The population believe that they have good reason to fear an Azerbaijani takeover. After the 2020 war, several videos emerged of appalling torture and summary executions by Azerbaijani troops, including the beheading of elderly civilians, appeared in recently recaptured territory.
Armenians have also lost faith in Russia as a protecting power. While most post-Soviet states have swung away from the Russian orbit, especially after the catastrophe that has been Russia’s invasion of Ukraine, Armenia remained a reluctant ally, as a small country in need of protection from hostile larger powers.

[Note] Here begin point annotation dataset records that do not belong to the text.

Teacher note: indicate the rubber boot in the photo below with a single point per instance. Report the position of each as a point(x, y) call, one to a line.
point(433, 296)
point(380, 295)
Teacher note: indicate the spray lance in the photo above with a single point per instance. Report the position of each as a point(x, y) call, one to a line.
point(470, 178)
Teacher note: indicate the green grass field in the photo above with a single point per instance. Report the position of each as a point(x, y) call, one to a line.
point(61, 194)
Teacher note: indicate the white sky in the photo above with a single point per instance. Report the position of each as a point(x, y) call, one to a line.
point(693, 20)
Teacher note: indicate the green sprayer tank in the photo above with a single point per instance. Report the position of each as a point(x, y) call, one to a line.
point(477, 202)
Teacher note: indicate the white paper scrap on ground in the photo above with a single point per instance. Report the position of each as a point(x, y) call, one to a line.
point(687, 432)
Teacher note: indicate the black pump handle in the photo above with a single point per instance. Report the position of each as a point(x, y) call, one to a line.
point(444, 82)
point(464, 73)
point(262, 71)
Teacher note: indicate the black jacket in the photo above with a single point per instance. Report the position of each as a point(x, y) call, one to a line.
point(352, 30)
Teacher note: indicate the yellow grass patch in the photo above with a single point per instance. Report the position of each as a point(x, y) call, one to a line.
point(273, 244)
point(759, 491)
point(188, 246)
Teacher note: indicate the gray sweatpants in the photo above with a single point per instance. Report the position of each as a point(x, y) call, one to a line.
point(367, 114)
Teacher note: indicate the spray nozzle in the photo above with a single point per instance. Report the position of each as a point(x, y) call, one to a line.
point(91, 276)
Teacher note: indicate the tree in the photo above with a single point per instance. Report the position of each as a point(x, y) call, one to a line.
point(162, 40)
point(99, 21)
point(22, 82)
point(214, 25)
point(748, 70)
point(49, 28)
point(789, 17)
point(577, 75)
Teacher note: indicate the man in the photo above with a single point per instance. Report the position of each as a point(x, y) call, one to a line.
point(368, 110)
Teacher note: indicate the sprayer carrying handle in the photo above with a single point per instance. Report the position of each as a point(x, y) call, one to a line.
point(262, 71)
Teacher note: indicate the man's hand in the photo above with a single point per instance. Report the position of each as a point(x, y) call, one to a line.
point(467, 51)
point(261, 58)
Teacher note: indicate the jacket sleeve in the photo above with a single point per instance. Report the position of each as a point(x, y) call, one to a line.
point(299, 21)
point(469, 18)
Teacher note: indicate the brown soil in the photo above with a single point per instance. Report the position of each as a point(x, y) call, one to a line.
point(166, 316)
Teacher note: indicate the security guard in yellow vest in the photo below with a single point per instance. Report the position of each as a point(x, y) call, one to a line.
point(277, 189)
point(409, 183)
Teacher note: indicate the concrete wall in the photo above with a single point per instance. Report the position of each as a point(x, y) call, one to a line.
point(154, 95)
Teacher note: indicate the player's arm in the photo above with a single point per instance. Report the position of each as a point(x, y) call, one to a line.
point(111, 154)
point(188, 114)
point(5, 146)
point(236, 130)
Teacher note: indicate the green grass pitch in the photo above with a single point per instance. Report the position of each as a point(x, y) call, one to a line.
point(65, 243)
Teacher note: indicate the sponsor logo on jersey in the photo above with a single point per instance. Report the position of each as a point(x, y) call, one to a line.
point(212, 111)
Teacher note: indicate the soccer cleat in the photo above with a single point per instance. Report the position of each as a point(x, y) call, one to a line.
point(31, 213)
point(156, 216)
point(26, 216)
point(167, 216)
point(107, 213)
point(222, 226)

The genocide of 1915, where more than a million Armenians were slaughtered by the Ottoman Turks, still looms large in the country’s historical memory. Yet the inaction of the Russian troops in the face of Azerbaijan’s blockade has provoked anger. Armenia’s President Nicole Pashinyan has recently admitted that the country’s “dependence on Russia for security was a strategic mistake.” Shahverdyan says that “the Russian Federation is equally responsible for this blockade…At the beginning of the blockade in December they could have easily dispersed the protests within minutes… at first it was just 18–20-year-old students! Then the checkpoint that Azerbaijanis installed in April was next to a Russian base, and the Russians still did not do anything!”
Mild weather conditions and a reasonable harvest have allowed the people of Nagorno-Karabakh to mostly survive the summer. Going into winter, things could get much more dangerous, and there is little optimism in the region that Armenia or the rest of the international community can change the situation. On September 2nd, Nagorno-Karabakh celebrated the day it declared independence, with many knowing it could be the last.
“The future for Artsakh is very dangerous if things continue like this and my family is barely making ends meet,” Shahverdyan says. “If the weather gets colder, they will have no supplies.”